From "The opaqueness of Congress’ workplace rules hangs over the Tara Reade allegations about Biden/Secretary of the Senate says law prohibits disclosure of any complaint" (Roll Call).

May 5, 2020

"26% of Democrats, including 40% of those under the age of 45, said the party should select a different nominee."

"The party’s younger voters and women are less likely to view Biden’s denial as credible than older or male Democrats. 38% of all voters say elected officials should resign when facing credible accusations of sexual misconduct, down 18 points since late 2017."

The Morning Consult reports on its new poll.

When Jake Tapper asked Michigan Governor Gretchen Whitmer to explain her belief in Christine Blasey Ford and not Tara Reade...

... she really got desperate. Let's look at the transcript from last Sunday's "State of the Union." Tapper asks a completely fair and well-stated question:
TAPPER:  You have said that you believe Vice President Biden. I want to compare that to 2018, when you said you believed Dr. Christine Blasey Ford after she accused now Justice Brett Kavanaugh of assault. Kavanaugh also, like Biden, categorically denied that accusation. And Blasey Ford, to be honest, she did not have the contemporaneous accounts of her view of what happened that Tara Reade does. You have spoken movingly about how you're a survivor — survivor of assault yourself. Why do you believe Biden, and not Kavanaugh? Are they not both entitled to the same presumption of innocence, regardless of their political views?

May 3, 2020

What photograph of Tara Reade do you choose?

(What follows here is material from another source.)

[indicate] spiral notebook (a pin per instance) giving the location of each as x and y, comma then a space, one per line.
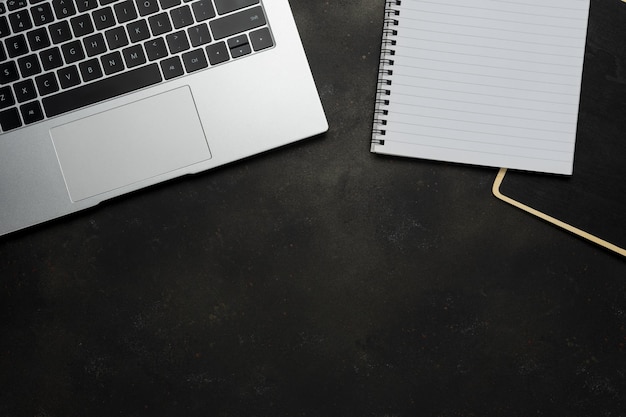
487, 82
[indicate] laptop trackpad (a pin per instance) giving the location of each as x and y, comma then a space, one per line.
131, 143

Argument by choice of photograph...



ADDED:



Just kidding. But my Memeorandum screen grab doesn't include the photograph the NYT used for that Maureen Dowd column. Click through to that to see what the NYT got from its photographer. Looking at that photograph, I feel that Tara Reade — who is now 56 — was feeling she was getting a glamour shot, something that reflected how beautiful she was when she was 29 and — as she tells it — getting sexist attention from the powerful Senator.

May 2, 2020

Things no one was picturing in 2016... but we are now!

I'm going back to my old posts in early October 2016 to see what I said about Trump's Access Hollywood remarks (because I want to see how well I'm maintaining my cruel neutrality now as I process the news about Joe Biden). I was struck by this post from October 9, 2016, "Jake Tapper attempts a euphemism — and it's not 'vulva'":
So what Trump said was "And when you're a star they let you do it. You can do anything... Grab them by the pussy. You can do anything."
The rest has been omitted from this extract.